И лейтенант печально кивнул на обмотанную бинтами правую руку.
– А вот вы мне сослужите в дружбу, – попросил он. – У меня тоже дочка есть, во втором классе учится. Олей зовут. Она мне письма пишет, а я вот ответа написать не могу… Рука… Может быть, сядете, возьмете карандашик? А я вам продиктую. Очень буду благодарен.
Конечно, Римма согласилась. Она гордо взяла карандаш, и лейтенант медленно продиктовал ей письмо для своей дочки Оли.
– Ну, давайте поглядим, что мы тут с вами вместе насочиняли.
Он взял левой рукой листок, исписанный Риммой, прочел, нахмурился и огорченно присвистнул:
– Фью!.. Это некрасиво получается. Очень уж грубые ошибки ставите. Вы в каком классе? В третьем пора уже чище писать. Нет, это не годится. Меня дочка засмеет. «Нашел, скажет, грамотеев». Она хоть и во втором классе, а уж знает, что, когда слово «дочка» пишешь, после «ч» мягкий знак совершенно не требуется.
Римма молчала, отвернувшись в сторону. Маня Петлина подскочила к самой койке лейтенанта и зашептала ему на ухо:
– Товарищ лейтенант, она не в силах еще нормально учиться. Она еще не пришла в себя. На нее очень подействовало. Они почти около самого фронта с мамой были. – И она обо всем рассказала раненому.

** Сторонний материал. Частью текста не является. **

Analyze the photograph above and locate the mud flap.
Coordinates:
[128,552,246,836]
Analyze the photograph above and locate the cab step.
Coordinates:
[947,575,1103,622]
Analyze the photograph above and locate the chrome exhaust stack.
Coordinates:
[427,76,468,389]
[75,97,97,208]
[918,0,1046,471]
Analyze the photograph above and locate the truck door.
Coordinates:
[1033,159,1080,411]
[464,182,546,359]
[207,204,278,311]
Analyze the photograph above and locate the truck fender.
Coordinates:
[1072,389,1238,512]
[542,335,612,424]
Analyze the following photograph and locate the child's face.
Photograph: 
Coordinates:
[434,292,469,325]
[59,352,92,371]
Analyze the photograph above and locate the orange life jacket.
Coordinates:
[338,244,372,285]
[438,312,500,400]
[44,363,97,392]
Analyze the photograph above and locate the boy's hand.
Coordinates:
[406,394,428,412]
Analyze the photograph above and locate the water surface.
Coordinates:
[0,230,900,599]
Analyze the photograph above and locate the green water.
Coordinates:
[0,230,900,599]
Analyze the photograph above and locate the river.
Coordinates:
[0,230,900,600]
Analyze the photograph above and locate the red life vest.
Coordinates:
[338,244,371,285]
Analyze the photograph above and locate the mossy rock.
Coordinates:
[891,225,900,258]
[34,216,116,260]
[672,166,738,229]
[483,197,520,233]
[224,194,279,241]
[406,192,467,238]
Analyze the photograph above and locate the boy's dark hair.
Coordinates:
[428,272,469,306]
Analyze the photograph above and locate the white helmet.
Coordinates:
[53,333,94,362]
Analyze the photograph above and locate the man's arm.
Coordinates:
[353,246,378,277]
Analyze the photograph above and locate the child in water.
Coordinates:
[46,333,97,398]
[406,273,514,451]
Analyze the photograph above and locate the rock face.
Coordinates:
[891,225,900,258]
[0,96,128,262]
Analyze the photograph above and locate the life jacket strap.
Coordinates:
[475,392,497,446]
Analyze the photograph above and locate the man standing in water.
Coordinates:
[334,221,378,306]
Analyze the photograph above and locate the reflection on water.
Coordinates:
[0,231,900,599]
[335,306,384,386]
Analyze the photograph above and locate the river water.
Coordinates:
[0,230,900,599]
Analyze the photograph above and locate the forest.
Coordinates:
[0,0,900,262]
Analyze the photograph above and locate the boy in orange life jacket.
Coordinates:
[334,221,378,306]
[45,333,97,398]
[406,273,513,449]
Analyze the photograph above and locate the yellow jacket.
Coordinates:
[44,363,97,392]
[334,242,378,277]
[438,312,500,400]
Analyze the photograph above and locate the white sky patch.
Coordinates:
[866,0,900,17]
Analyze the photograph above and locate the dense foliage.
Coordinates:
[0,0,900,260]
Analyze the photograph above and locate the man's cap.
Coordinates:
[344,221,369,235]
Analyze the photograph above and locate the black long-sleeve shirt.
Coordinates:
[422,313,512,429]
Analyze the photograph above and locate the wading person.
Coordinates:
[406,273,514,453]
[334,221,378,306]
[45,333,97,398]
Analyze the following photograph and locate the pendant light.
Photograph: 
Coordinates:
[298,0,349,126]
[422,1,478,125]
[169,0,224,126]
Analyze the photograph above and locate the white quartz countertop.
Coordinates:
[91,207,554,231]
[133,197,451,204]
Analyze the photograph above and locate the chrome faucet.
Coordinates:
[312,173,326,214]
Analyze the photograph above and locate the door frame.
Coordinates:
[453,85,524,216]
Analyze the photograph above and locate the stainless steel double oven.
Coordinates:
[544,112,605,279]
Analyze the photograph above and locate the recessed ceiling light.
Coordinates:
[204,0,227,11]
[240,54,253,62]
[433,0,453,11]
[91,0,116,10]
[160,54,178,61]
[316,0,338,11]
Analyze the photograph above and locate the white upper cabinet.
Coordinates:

– Так, – промолвил лейтенант. – Не совсем это правильный разговор. Бедой и горем долго не хвастаются. Или уж терпят, или помочь горю-беде стараются, чтобы не стало их. Я вот за то и правую руку свою отдал, наверное, а многие и головы совсем сложили, чтобы ребята у нас учились как следует, как мы хотим, чтобы у них жизнь была по всем нашим правилам… Вот что, Римма: приходите-ка завтра после уроков на часок, потолкуем, и я вам еще письмецо продиктую, – неожиданно закончил он.
И теперь каждый день после уроков Римма приходила в палату № 8, где лежал раненый лейтенант. И он диктовал – медленно, громко, раздельно – письма своим друзьям. Друзей, родственников и знакомых у лейтенанта было необыкновенно много. Они жили в Москве, Саратове, Новосибирске, Ташкенте, Пензе.